MacADUK 2019: Highlights & What I’m Taking Forward

St. Paul’s and the Thames

This year’s MacADUK Conference is in the books, and I’ve made it back to the States in one piece. It was a busy week, full of socializing and engaging with colleagues, as well as learning about new topics in client management and deployment workflows, encryption details, and security philosophy. My sincerest thanks to Ben Toms and James Ridsdale from Datajar who chaired this year’s conference, and to the team at Amsys that handled logistics and details.

Highlights

Park nearby Prospero House

This year’s conference had some great sessions. When the videos are out, I would strongly recommend seeing the following sessions on the small screen:

Armin Briegel, Deployment: Modern deployment workflows for business

Deployment is a source of opportunity for every IT out there. It’s literally your coworkers’ first impression of your operation, so why aren’t you putting your best foot forward with customized deployment via Automated Enrollment and Mobile Device Management. Figuring out how to replace the older technologies of ASR-based imaging with new deployment strategies is a challenge worth embracing.

Chris Chapman, macOS in a Docker Container for Development

There’s no question that Docker and Kubernetes are key components of modern software development stacks, especially for web-oriented applications. Chris Chapman of MacStadium has taken this to a whole new level, by writing a boot loader for Kubernetes and Docker for Apple hardware, allowing you to deploy a macOS image through orchestration and docker. The more I think about this, the crazier it is, but it demonstrates a flexibility that wasn’t possible before. I’m sure this is completely unsupported, but what a phenomenal way to think about the underlying tool chains we build from. It’s called Orka, and MacStadium is looking for beta sites.

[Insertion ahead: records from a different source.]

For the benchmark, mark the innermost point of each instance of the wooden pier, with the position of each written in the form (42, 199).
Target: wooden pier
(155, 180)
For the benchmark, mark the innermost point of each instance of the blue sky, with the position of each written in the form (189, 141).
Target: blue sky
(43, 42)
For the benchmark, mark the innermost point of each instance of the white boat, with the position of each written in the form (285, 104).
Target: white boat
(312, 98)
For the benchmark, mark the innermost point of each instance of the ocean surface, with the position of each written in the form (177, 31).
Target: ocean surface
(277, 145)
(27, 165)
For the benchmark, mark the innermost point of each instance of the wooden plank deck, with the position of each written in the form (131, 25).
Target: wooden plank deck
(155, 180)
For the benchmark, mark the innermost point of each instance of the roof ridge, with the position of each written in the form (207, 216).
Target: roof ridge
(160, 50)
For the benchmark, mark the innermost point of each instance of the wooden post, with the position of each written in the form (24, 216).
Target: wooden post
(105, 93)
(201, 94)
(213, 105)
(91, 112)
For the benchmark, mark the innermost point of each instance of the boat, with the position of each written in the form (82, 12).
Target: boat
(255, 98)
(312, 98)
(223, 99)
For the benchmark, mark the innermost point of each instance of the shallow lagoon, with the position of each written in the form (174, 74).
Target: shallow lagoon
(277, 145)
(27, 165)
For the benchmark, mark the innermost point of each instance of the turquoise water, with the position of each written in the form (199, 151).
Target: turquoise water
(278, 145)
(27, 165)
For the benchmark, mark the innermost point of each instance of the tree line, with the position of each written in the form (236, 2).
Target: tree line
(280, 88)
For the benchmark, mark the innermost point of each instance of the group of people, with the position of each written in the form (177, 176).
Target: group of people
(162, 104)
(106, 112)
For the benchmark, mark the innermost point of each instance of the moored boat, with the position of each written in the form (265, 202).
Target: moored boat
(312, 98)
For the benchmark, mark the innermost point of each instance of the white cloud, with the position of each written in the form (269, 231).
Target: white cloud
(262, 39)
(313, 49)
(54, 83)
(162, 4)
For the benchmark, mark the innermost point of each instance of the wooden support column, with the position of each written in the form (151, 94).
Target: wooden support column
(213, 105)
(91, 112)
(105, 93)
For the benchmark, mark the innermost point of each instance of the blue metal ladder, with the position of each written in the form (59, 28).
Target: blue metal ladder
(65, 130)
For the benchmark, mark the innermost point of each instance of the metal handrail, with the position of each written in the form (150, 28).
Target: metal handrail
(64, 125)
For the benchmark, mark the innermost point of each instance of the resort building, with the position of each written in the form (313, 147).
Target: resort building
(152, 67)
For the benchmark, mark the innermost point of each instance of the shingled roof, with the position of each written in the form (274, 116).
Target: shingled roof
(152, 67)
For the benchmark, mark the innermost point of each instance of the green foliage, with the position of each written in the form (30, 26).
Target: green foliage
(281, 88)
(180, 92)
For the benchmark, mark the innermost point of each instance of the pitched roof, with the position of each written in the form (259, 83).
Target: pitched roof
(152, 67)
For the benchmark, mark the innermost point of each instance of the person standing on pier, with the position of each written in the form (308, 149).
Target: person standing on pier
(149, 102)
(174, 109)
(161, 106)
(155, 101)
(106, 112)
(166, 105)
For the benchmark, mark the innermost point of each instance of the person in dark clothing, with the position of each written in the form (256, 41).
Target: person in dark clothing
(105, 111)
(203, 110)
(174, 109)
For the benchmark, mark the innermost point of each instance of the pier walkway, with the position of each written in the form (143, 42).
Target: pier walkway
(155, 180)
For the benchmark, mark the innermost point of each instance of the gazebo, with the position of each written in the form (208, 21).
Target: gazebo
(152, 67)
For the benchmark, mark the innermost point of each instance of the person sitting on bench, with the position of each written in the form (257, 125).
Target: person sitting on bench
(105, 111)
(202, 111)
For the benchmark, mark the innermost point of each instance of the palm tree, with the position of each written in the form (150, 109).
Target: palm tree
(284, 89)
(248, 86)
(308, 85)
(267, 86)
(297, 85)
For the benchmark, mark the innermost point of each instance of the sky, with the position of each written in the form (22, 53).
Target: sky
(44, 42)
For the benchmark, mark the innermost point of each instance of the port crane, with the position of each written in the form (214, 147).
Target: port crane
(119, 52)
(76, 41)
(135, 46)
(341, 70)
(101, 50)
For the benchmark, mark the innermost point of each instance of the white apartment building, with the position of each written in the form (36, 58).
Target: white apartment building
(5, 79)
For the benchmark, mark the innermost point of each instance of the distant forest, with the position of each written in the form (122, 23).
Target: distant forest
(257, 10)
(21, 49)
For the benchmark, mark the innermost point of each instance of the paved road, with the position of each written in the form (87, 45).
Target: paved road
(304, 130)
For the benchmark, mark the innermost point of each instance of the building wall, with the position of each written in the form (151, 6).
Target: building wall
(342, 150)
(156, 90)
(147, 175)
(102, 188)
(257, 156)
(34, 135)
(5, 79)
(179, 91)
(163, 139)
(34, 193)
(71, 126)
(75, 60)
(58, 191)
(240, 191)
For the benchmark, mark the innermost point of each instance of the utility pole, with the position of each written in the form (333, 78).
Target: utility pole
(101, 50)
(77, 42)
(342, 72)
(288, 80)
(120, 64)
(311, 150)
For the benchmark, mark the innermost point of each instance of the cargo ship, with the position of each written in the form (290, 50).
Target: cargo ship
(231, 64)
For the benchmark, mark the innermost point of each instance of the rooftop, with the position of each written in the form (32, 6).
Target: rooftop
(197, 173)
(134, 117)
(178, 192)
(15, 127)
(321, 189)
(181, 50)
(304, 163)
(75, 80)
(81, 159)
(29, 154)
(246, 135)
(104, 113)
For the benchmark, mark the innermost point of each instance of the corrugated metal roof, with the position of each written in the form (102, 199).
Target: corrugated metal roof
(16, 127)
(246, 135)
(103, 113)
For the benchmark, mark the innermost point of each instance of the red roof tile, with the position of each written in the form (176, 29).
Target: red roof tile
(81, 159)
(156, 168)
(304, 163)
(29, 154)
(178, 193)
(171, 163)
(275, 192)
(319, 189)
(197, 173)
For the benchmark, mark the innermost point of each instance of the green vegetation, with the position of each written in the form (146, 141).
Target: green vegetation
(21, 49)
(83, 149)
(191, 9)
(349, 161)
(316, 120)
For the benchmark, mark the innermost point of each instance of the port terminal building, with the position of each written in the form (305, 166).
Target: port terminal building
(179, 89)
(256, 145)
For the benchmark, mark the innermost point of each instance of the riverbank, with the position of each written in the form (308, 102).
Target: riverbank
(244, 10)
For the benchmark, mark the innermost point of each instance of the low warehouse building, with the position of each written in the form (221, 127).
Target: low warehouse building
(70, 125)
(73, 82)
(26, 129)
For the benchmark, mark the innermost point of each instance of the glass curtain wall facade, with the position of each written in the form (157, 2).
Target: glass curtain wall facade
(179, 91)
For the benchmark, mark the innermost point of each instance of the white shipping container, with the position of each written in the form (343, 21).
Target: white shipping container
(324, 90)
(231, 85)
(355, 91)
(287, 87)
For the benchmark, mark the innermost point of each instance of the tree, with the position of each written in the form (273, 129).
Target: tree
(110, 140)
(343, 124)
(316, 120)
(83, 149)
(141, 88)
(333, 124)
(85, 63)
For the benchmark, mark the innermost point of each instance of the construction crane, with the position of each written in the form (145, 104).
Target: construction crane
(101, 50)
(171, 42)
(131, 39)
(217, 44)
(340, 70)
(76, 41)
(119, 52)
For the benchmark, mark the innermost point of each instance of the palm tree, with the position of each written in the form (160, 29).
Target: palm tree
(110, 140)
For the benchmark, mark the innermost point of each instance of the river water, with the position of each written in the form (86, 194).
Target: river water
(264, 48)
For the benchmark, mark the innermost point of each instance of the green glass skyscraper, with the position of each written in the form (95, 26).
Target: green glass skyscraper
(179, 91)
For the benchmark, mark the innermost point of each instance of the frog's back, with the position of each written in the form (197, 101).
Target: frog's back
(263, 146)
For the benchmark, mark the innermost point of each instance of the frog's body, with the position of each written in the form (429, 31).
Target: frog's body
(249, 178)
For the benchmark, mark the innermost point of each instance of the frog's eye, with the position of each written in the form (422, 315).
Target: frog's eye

David Acland, All about digital signatures

We spend a whole lot of our admin life making sure that signatures align and are approved, but how does that process actually happen? What’s the working relationship between a hash and a signature? What’s the actual cryptographic process used to take a hash and sign it as a measure of identification integrity? David took us through the details, and it was a real pleasure. And my head didn’t explode.

Ben Goodstein, Working with APIs: Power up your scripts with real time information

APIs as part of scripts is table stakes for adminry these days, and where better to get a refresher than with a low-stakes custom API that Ben wrote for accepting data from a script. He also told us about Insomnia, a GUI app for practicing with, in order to review what’s come down from an API call, and help better gather information. It was a great session, and I learned a lot of useful things to iterate against.

Commit No Nuisance

Takeaways

I had a few big thought lines that came back a few times during the conference, and lead to some noodling in my head on walks through London. We’re once again at an inflection point in macOS Administration, much as we were in the 10.8/10.9 period, the 10.7 period, and the 10.5 period. There are changes to our management structures that are no longer flashes in a pan:

MDM is not optional.

Deployment should be automated.

Manage as little as you need to retain a presence on the platform.

Managing more than you need to results in Shadow IT and Loopholes.

IT Operations relies on trust. Not just mechanized and automated trust chains established through TLS certificates and certificate authorities, it relies on a human trust that is implicit between Management and IT, and IT and the end users, your coworkers. For any IT policy to succeed, it must come with buy-in from your coworkers, not just in your department, but in your whole organization. Systems that are deemed too complicated will be ignored. Systems that are deemed too cumbersome to be operated will spark grudges. Systems that are deemed to be unpersonalizeable will result in shadow IT usage on personal equipment.

The balance between security, usability, and management philosophy remains the single most important challenge of any IT environment, large or small. If you have a bad balance, your coworkers will fight with you, resent you, and eventually work around you and cut you out.

Having a light hand on your workstations will be fought by internal and external security guidelines, though, and you’ll need to be ready with justifications based on feedback in the event that your choices are questioned. Obviously, there are some guidelines you can’t ignore. But, the security of the platform needs to be part of your process, not bolted on, not thought of after, but holistically part of your deliberations and choices. Self-healing management is a part of that, as is centralized reporting mechanisms designed to track the state of a machine.

If IT isn’t working to enhance the culture of your organization by extending and embracing systems of participation and training, your value will be subsumed by internal groups that are doing these things. That means providing good guard rails, but also providing knowledge and power at the workstation level to enhance your colleagues’ ability to do their jobs.

IT is a human-facing department in 2019. We serve the people. We just also serve the machines they use.